Question

find all solutions of the system of equations algebraically. write your solutions as coordinate points.
y = x² + 4x - 61
7 = x - y
answer
two solutions
and
submit answer

Explanation:

Step1: Express y from the second equation

From \( 7 = x - y \), we can rewrite it as \( y = x - 7 \).

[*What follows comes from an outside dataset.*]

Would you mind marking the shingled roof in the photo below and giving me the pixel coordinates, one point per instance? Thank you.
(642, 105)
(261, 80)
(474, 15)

Step2: Substitute y into the first equation

Substitute \( y = x - 7 \) into \( y = x^2 + 4x - 61 \), we get:
\( x - 7 = x^2 + 4x - 61 \)

Step3: Rearrange into standard quadratic form

Rearrange the equation: \( x^2 + 4x - 61 - x + 7 = 0 \)
Simplify to: \( x^2 + 3x - 54 = 0 \)

Step4: Factor the quadratic equation

Factor \( x^2 + 3x - 54 \): we need two numbers that multiply to -54 and add to 3. The numbers are 9 and -6.
So, \( (x + 9)(x - 6) = 0 \)

Step5: Solve for x

Set each factor equal to zero:
\( x + 9 = 0 \) gives \( x = -9 \)
\( x - 6 = 0 \) gives \( x = 6 \)

Step6: Find corresponding y values

For \( x = -9 \), substitute into \( y = x - 7 \): \( y = -9 - 7 = -16 \)
For \( x = 6 \), substitute into \( y = x - 7 \): \( y = 6 - 7 = -1 \)

Answer:

\((-9, -16)\) and \((6, -1)\)